1. A method for preparing a manganese carbonate-supported ferrihydrite material, comprising: (S1) dissolving manganese sulfate with water to obtain a manganese sulfate solution, and dissolving ammonium bicarbonate with water to obtain an ammonium bicarbonate solution;(S2) adding ferrihydrite and dropwise adding the ammonium bicarbonate solution to the manganese sulfate solution followed by reaction under magnetic stirring to obtain a first precipitate; and(S3) washing the first precipitate with distilled water followed by drying in a drying oven to obtain the manganese carbonate-supported ferrihydrite material.

2. The method of claim 1, wherein in step (S1), a concentration of the manganese sulfate solution is 0.5-1.2 mol/L; and a concentration of the ammonium bicarbonate solution is 1.5-2.3 mol/L.

3. The method of claim 1, wherein in step (S2), an addition amount of the ferrihydrite is 50-120 g/L.

4. The method of claim 1, wherein in step (S2), the ferrihydrite is prepared through steps of: (S2.1) dissolving 40 g of ferric nitrate nonahydrate in 500 mL of water followed by magnetic stirring to obtain a ferric nitrate solution;(S2.2) adding 310 mL of a 1 mol/L potassium hydroxide solution to the ferric nitrate solution at a speed of 100 mL/min to obtain a mixed solution;(S2.3) adjusting the mixed solution to pH 7-8 with the 1 mol/L potassium hydroxide solution followed by stirring for 1 h to produce a supernatant and a second precipitate; and(S2.4) washing the second precipitate with a 0.1 mol/L sodium chloride solution 2-3 times followed by centrifugation at 3000 r/min for 8-12 min and drying at 80° C. for 10-12 h to obtain the ferrihydrite.

5. The method of claim 1, wherein in step (S3), the first precipitate is washed 2-4 times successively with 90-100° C. distilled water and 20-30° C. distilled water; and the drying is performed at 80-90° C. in the drying oven for 14-20 h.

6. A manganese carbonate-supported ferrihydrite material prepared by the method of claim 1.
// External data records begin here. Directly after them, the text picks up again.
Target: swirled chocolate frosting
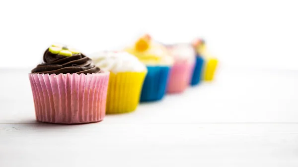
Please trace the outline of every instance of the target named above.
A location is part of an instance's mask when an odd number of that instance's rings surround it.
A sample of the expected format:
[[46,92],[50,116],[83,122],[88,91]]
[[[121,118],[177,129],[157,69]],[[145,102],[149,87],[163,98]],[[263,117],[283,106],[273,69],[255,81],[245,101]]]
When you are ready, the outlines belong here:
[[65,56],[53,54],[48,49],[44,54],[43,61],[32,69],[31,72],[58,75],[68,73],[86,74],[100,72],[100,69],[94,65],[92,59],[81,53]]

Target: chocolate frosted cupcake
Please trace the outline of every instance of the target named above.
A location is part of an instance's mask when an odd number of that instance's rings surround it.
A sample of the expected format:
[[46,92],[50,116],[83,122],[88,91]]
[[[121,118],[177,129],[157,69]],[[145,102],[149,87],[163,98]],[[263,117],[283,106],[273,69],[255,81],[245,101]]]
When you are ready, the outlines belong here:
[[83,54],[53,45],[29,74],[36,119],[55,123],[99,121],[105,114],[109,72]]

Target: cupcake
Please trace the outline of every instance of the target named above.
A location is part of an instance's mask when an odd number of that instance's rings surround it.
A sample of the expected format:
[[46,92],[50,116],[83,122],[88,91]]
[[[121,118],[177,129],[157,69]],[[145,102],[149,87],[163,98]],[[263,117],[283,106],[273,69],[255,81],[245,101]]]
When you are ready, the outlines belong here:
[[36,119],[62,124],[102,120],[109,76],[83,54],[52,46],[29,74]]
[[106,113],[135,111],[147,73],[145,65],[125,52],[99,52],[92,57],[97,67],[110,72]]
[[192,43],[193,47],[196,51],[196,63],[194,68],[190,84],[192,86],[199,84],[203,77],[203,67],[205,60],[202,54],[205,52],[205,41],[201,39],[196,39]]
[[183,92],[189,85],[195,63],[195,52],[191,45],[179,44],[167,46],[170,55],[174,59],[167,92]]
[[148,72],[142,90],[141,102],[160,100],[164,97],[173,59],[166,49],[145,35],[125,51],[135,55]]
[[[201,75],[205,81],[212,81],[217,68],[218,60],[207,52],[205,42],[204,40],[197,39],[195,41],[194,44],[197,53],[204,59],[203,70]],[[194,76],[193,77],[195,76]]]

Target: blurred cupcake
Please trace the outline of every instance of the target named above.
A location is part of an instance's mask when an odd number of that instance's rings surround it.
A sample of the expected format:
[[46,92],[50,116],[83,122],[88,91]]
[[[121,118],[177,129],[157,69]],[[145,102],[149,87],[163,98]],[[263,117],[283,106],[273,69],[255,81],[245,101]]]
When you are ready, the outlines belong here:
[[109,76],[75,50],[49,47],[43,62],[29,74],[36,119],[63,124],[102,120]]
[[100,52],[92,57],[96,66],[110,72],[106,113],[135,110],[147,73],[145,65],[125,52]]
[[170,55],[174,59],[167,92],[183,92],[189,85],[195,63],[195,52],[191,45],[186,44],[167,46]]
[[203,68],[205,63],[202,53],[205,52],[205,41],[201,39],[196,39],[192,43],[196,51],[196,63],[190,84],[194,86],[199,84],[203,77]]
[[146,35],[125,50],[136,56],[146,65],[148,69],[142,90],[141,101],[153,101],[162,99],[173,62],[166,49],[153,41],[149,35]]
[[[203,70],[201,76],[205,81],[212,81],[214,78],[215,71],[218,63],[218,59],[212,56],[207,50],[205,42],[203,40],[197,39],[194,43],[194,46],[198,55],[203,58],[204,62]],[[196,76],[193,76],[195,79]]]

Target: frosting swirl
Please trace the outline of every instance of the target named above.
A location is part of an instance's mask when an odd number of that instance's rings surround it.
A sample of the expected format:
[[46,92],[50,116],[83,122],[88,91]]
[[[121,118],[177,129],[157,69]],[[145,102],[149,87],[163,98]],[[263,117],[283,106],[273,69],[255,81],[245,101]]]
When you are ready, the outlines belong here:
[[177,44],[167,46],[167,48],[176,62],[186,61],[192,63],[195,61],[196,52],[193,47],[188,44]]
[[124,50],[135,55],[147,65],[172,66],[174,62],[167,49],[153,41],[148,35],[142,36],[135,45],[127,47]]
[[92,55],[95,65],[114,73],[146,71],[146,66],[137,57],[126,52],[102,52]]
[[65,56],[59,54],[53,54],[47,49],[43,55],[44,62],[31,70],[39,74],[92,74],[99,73],[100,69],[92,62],[92,59],[81,53]]

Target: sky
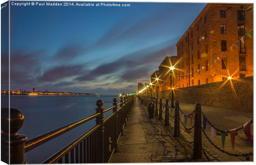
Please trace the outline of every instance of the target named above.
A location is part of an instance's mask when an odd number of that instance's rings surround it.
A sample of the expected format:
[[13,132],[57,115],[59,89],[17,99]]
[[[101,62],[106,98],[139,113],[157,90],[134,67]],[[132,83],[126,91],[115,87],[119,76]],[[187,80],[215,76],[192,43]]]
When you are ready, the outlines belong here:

7. A method for treating a wastewater sample polluted by arsenic (As) and an antibiotic by using the manganese carbonate-supported ferrihydrite material of claim 6, comprising: (a) inoculating Pseudomonas putida strain MnB1 with an accession number of ATCC 23483 into a culture medium A for culture to obtain a Pseudomonas putida suspension; and(b) adding the Pseudomonas putida suspension into a culture medium B containing the manganese carbonate-supported ferrihydrite material followed by addition of 4-(2-hydroxyethyl) piperazine-1-ethanesulfonic acid (HEPES) and the wastewater sample in a clean bench to realize removal of As and the antibiotic.

8. The method of claim 7, wherein in step (a), the culture medium A comprises 0.3-0.8 g/L of yeast extract, 0.2-0.8 g/L of casein acid hydrolysate, 0.3-0.8 g/L of glucose, 0.1-0.4 g/L of calcium chloride, 0.1-0.6 g/L of magnesium sulfate, 1-5 mL/L of a trace element and 1-3 mL/L of ferric chloride, and a pH of the culture medium A is 7; and the culture is performed through steps of:inoculating the Pseudomonas putida strain MnB1 into the culture medium A with an inoculation amount of 3-5% by volume followed by culture under shaking and aerobic conditions at 25-35° C. for 1-2 days.

9. The method of claim 7, wherein in step (b), an addition amount of the Pseudomonas putida suspension is 3-5% by volume of the culture medium B; an addition amount of the manganese carbonate-supported ferrihydrite material is 0.1-2.0 g/L; the culture medium B comprises 0.1-0.4 g/L of ammonium ferrous sulfate, 0.1-0.4 g/L of sodium citrate, 0.05-0.2 g/L of yeast extract powder and 0.02-0.1 g/L of sodium pyrophosphate, and a pH of the culture medium B is 6-8; an initial concentration of As in the wastewater sample is 0.5-3 mg/L; and an initial concentration of the antibiotic in the wastewater sample is 10-40 mg/L.